NAME

Apache::Request::I18N - Internationalization extension to Apache::Request

SYNOPSIS

  use Apache::Request::I18N;
  my $apr = Apache::Request::I18N->new($r, DECODE_PARMS => 'utf-8');

Or, add something like this to your Apache httpd.conf:

  PerlModule Apache::Request::I18N;

  <Location ...>
  SetHandler  perl-script
  PerlHandler Apache::Request::I18N <your other handlers ...>
  PerlSetVar  DecodeParms  utf-8
  </Location>

DESCRIPTION

Apache::Request::I18N adds transparent support over Apache::Request for internationalized GET/POST parameters. Form field names and values are automatically decoded and converted either to Perl's internal UTF-8 format, or to another character encoding.

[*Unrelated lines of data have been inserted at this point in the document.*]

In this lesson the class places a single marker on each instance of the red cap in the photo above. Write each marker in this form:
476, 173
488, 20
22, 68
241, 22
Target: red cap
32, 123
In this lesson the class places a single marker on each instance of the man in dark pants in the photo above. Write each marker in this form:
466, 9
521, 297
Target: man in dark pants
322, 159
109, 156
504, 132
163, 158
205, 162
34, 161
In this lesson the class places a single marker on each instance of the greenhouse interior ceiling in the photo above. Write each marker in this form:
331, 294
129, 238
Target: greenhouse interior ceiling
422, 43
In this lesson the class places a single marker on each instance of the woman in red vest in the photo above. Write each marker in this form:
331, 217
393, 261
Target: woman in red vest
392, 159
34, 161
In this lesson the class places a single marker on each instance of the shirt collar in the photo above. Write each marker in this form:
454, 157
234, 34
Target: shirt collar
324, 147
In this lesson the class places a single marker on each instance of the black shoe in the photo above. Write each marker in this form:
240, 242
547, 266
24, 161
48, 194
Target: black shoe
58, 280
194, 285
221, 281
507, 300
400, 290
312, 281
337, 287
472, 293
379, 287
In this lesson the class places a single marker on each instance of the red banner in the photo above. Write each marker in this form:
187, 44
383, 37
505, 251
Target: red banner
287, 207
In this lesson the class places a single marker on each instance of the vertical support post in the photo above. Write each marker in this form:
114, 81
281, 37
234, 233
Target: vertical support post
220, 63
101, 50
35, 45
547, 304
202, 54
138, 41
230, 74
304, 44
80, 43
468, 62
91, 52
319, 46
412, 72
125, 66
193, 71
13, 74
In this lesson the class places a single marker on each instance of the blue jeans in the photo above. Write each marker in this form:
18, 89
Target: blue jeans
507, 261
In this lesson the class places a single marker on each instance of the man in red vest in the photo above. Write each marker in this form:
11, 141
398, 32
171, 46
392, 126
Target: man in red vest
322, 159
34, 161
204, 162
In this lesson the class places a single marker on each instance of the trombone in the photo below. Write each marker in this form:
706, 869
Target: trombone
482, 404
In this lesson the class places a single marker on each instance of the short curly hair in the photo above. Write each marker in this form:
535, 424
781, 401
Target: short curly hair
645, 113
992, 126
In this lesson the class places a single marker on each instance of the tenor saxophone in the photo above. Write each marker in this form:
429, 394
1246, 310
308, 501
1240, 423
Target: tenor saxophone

Since this module inherits from Apache::Request, it can be used as a drop-in replacement. (It is not a perfect replacement, though; see "COMPATIBILITY ISSUES" below.) It can also be used in a PerlHandler directive, in which case all subsequent handlers will -- if they play nicely -- automatically see the converted names and values.

CONSTRUCTORS

new( REQ [, OPTIONS ] )

Creates and returns a new Apache::Request::I18N object. REQ is the Apache or Apache::Request associated with the current request.

OPTIONS is an optional list of name/value pairs. Each option also has a corresponding mod_perl variable (listed in parentheses) that can be set via PerlSetVar in httpd.conf. Values in OPTIONS take precedence. The available options are:

DECODE_PARMS (DecodeParms)

Required. Declares the character encoding that will be used by default when decoding form field names and values. This character encoding must be supported by the Encode module (see Encode::Supported for more details).

ENCODE_PARMS (EncodeParms)

Declares the character encoding that will be used to re-encode form field names and values. If omitted, names and values will be in Perl's own internal UTF-8 format.

Apache::Request options can also be included (although they will be ignored if REQ is already an Apache::Request object).

instance( REQ [, OPTIONS ] )

Equivalent to the instance() method in Apache::Request, except that this method will return a Apache::Request::I18N object. Subsequent calls to Apache::Request->instance() will also return the same object. It is allowed to call Apache::Request->instance() beforehand.

METHODS

Almost all Apache::Request methods are supported (see "COMPATIBILITY ISSUES" below for a list of exceptions), and will properly return values according to ENCODE_PARMS. (Apache methods, like args(), are not affected by this module.)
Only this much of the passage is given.